以上の実験結果および過去の知見を併せると次のような結論が考えられる。すなわち、RANKL刺激によりTRAF6-TAB2-TAK1-TAB1複合体形成が誘導されるが、この複合体にはSmad3も構成要素として含まれる。TGF-βシグナル遮断下ではSmad3はここに結合できず、RANKL刺激により誘導されるTRAF6-TAB2-TAK1-TAB1複合体の形成が抑制される。その結果下流シグナル経路であるMAPK経路, NF-kB経路の活性化やNFATc1の発現誘導も抑制され、破骨細胞形成が抑制される。つまり、RANKLにより誘導される破骨細胞分化においては、TGF-βの作用で活性化したSmad3がTRAF6に結合することが重要である。

審査要旨 要旨を表示する

本研究はreceptor activator of NF-kB ligand (RANKL)により誘導される破骨細胞分化においてTGF-βが果たす役割を明らかにするため、マウス骨髄細胞由来マクロファージへのRANKL刺激(in vitro)あるいはマウス個体へのRANKL注射投与(in vivo)により破骨細胞分化を誘導する系を用いてTGF-βシグナル遮断の効果を検討したものであり、下記の結果を得ている。

1.TGF-β I型受容体キナーゼ阻害剤SB431542の投与下あるいはドミナントネガティブ型TGF-β II型受容体(dn-TβRII)の強制発現下ではRANKLによる破骨細胞分化は強力に抑制された(in vitro)。また、RANKL頭部皮下注射により誘導される頭蓋骨内の破骨細胞形成および骨吸収は、SB431542をRANKLと混注投与することにより強力に抑制された。RANKLにより誘導される破骨細胞分化においてTGF-βシグナルの活性は必須であると考えられた。

2.Smad7あるいはc-Skiの強制発現下ではRANKL刺激による破骨細胞分化が強力に抑制された。一方、Smad2あるいはSmad3の常時活性型変異体の強制発現下では、SB431542投与下でもRANKL刺激により破骨細胞分化が誘導された。破骨細胞分化におけるTGF-βの作用はSmad経路を介していると考えられた。
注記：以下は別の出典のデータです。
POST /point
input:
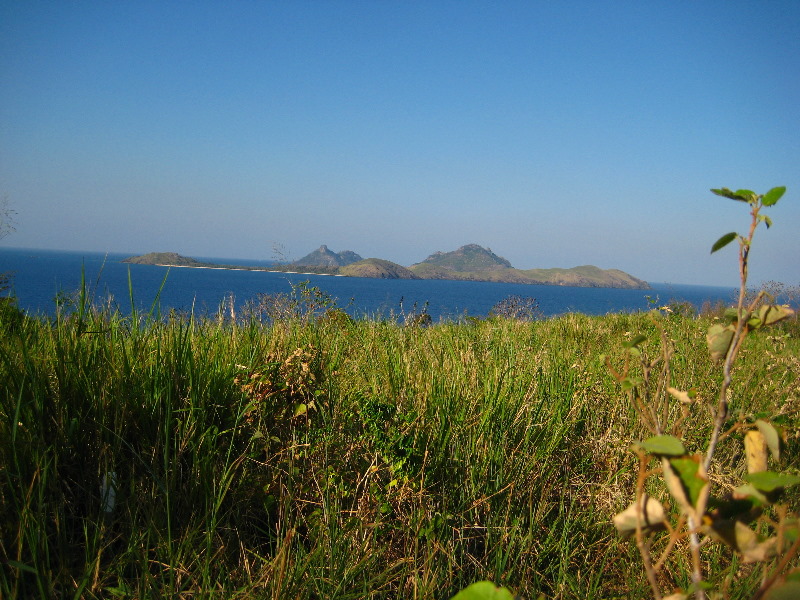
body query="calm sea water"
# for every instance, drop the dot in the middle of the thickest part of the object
(39, 275)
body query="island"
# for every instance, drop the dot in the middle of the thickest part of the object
(468, 263)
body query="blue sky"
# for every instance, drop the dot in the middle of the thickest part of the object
(556, 133)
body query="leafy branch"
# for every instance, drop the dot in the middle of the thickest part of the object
(741, 518)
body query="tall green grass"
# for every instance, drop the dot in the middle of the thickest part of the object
(328, 458)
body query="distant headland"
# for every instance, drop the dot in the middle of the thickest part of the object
(468, 263)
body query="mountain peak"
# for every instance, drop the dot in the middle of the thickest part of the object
(324, 257)
(470, 257)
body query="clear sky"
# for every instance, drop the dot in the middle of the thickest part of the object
(556, 133)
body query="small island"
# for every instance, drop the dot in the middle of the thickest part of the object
(468, 263)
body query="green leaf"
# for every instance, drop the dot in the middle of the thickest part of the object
(725, 192)
(747, 195)
(772, 313)
(22, 567)
(769, 481)
(663, 445)
(731, 315)
(688, 471)
(719, 339)
(771, 437)
(788, 590)
(483, 590)
(772, 196)
(723, 241)
(635, 341)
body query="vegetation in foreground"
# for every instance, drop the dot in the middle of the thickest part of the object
(313, 456)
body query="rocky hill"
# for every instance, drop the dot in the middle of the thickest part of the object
(377, 268)
(169, 259)
(469, 263)
(475, 263)
(469, 258)
(324, 257)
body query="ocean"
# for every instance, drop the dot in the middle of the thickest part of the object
(39, 276)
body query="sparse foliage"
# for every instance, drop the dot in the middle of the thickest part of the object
(699, 501)
(518, 308)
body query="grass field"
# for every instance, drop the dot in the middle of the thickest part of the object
(328, 458)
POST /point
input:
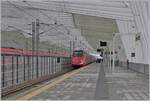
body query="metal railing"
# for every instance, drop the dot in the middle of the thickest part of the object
(19, 69)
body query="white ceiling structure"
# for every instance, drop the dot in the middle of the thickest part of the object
(87, 19)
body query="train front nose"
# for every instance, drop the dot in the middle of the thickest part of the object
(77, 61)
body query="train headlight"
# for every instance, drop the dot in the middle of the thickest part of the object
(81, 62)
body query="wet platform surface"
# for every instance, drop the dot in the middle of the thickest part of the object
(122, 84)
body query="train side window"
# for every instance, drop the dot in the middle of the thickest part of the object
(58, 59)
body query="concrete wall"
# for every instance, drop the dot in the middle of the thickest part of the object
(137, 67)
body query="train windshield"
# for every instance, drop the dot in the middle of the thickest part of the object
(78, 53)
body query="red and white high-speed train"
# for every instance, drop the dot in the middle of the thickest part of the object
(81, 58)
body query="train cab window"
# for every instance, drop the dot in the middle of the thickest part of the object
(78, 53)
(58, 59)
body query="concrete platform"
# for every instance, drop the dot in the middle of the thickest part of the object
(92, 83)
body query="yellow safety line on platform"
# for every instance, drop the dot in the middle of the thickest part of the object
(43, 88)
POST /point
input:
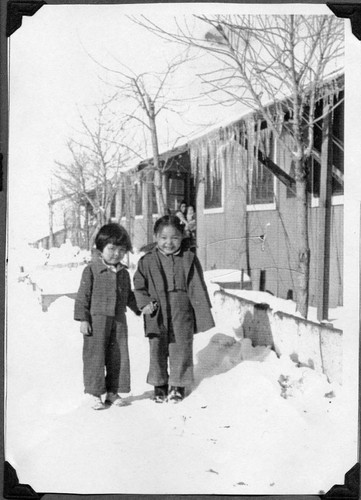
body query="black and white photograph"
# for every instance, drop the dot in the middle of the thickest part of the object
(183, 249)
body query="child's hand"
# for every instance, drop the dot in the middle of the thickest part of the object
(150, 308)
(85, 328)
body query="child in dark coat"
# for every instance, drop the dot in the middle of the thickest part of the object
(170, 290)
(100, 306)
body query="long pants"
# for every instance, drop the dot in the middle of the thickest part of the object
(176, 346)
(106, 366)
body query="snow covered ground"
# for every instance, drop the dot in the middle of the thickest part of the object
(253, 423)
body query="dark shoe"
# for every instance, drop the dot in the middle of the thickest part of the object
(160, 393)
(176, 394)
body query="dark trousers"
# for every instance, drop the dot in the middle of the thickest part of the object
(106, 366)
(175, 346)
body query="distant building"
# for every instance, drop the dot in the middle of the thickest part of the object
(245, 210)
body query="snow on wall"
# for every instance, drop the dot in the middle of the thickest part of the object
(311, 344)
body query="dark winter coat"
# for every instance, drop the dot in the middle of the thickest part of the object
(150, 285)
(104, 292)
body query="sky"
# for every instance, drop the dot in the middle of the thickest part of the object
(53, 75)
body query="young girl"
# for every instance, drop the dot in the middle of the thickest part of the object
(100, 306)
(170, 290)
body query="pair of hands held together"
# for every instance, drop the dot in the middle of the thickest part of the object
(86, 328)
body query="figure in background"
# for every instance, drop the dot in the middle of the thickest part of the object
(171, 293)
(191, 226)
(181, 213)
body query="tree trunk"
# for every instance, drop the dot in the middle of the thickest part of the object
(157, 170)
(303, 243)
(51, 224)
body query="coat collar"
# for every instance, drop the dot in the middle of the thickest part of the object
(188, 258)
(100, 266)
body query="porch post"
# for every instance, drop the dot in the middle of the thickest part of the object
(323, 257)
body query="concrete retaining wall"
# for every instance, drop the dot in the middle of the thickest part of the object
(312, 344)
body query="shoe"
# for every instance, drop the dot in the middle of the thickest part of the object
(112, 398)
(160, 393)
(176, 394)
(95, 402)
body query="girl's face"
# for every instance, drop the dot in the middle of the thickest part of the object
(112, 254)
(169, 239)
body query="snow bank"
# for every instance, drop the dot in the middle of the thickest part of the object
(253, 423)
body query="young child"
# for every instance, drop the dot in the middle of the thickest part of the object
(170, 290)
(104, 293)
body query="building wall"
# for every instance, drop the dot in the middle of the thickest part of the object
(230, 238)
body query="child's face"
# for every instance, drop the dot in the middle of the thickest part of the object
(112, 254)
(169, 239)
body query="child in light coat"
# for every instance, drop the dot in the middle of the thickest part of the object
(170, 290)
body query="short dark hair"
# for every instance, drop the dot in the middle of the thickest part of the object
(114, 234)
(168, 220)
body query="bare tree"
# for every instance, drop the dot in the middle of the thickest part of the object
(92, 176)
(279, 59)
(142, 98)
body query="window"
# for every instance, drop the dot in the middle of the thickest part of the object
(260, 180)
(138, 198)
(213, 188)
(337, 151)
(154, 201)
(260, 186)
(123, 202)
(113, 207)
3.SB431542投与下あるいはdn-TβRII強制発現下では、RANKL刺激によるTRAF6複合体の誘導およびその下流のp38MAPK, JNK, IkBの活性化が抑制された。TGF-βシグナルの活性はRANKL下流のTRAF6複合体形成に関与していると考えられた。

4.293細胞への遺伝子強制発現および免疫沈降実験により、Smad2とSmad3がそのMH2ドメインを介してTRAF6と結合しうることが示唆された。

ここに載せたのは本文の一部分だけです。